Masterarbeit
Automated Metadata Annotation of Research Data with Homonym Disambiguation
Completion
2024/05
Research Area
Intelligent Information Management
Advisers
Description
CKAN is a popular repository and framework for Research Data
and Research Data
Management. Its core functionality consists of the ability to
upload datasets, as well as to annotate them with metadata, such as keywords, description,
and title. In the context of enriching datasets with metadata, finding the most suitable
tags out of a predefined set of available keywords for a specific dataset can be quite
difficult as that requires knowledge about the already existing tags which could result in
improper annotated datasets. Additionally, some tags might be homonyms which - if not
disambiguated - make it hard to correctly classify a dataset. This thesis explores
algorithms and techniques for automatic annotation of datasets with plausible tags based
on a specified context, e.g., the dataset description, title or previous work of the
author and their field.
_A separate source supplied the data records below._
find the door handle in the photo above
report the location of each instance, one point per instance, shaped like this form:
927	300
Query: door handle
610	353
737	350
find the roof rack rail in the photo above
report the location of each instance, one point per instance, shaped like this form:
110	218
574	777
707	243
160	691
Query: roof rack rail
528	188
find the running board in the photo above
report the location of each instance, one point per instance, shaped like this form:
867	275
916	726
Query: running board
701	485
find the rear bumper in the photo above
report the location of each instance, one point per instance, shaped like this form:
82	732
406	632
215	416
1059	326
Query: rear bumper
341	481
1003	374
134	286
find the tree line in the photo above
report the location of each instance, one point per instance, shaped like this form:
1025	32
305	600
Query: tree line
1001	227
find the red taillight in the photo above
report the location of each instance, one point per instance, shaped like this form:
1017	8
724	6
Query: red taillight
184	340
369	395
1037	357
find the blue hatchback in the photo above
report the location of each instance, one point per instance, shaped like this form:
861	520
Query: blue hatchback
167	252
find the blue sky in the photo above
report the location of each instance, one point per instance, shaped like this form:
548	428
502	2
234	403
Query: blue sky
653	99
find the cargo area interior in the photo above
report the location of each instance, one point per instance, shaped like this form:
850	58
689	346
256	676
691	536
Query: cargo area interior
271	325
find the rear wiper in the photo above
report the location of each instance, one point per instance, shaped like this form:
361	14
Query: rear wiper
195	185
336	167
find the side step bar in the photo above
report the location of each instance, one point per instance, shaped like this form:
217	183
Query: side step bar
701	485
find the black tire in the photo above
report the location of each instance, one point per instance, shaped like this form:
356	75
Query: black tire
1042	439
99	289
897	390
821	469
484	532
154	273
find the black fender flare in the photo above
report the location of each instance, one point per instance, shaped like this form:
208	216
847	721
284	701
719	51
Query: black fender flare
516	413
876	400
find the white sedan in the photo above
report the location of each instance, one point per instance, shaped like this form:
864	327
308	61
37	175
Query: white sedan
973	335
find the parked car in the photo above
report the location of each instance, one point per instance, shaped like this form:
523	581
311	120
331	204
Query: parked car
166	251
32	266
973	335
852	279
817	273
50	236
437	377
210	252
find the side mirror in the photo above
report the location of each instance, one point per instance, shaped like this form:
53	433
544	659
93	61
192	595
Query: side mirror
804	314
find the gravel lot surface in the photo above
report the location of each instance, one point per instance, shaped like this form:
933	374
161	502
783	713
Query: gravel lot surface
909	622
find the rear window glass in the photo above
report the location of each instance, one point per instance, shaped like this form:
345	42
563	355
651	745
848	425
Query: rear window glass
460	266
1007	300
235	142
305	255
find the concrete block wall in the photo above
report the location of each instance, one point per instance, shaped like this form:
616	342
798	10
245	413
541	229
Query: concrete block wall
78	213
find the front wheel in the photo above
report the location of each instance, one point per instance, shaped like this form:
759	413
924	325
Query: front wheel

Additionally, the investigated and implemented techniques should
also be aware of the semantics of the keyword and thus capable of automatically
disambiguating homonyms. The objective of this thesis consists of research into the
different approaches of automatic annotation of datasets with keywords and their
capabilities in performing disambiguation on homonym tags as described above. Thus, a
thorough State-of-the-art analysis must be conducted, and the most applicable approaches
should be implemented, and their performance evaluated in an objective manner based on
different existing metrics and benchmarks. Additionally, a demonstrator has to be created
which shows the capabilities of the implemented algorithms.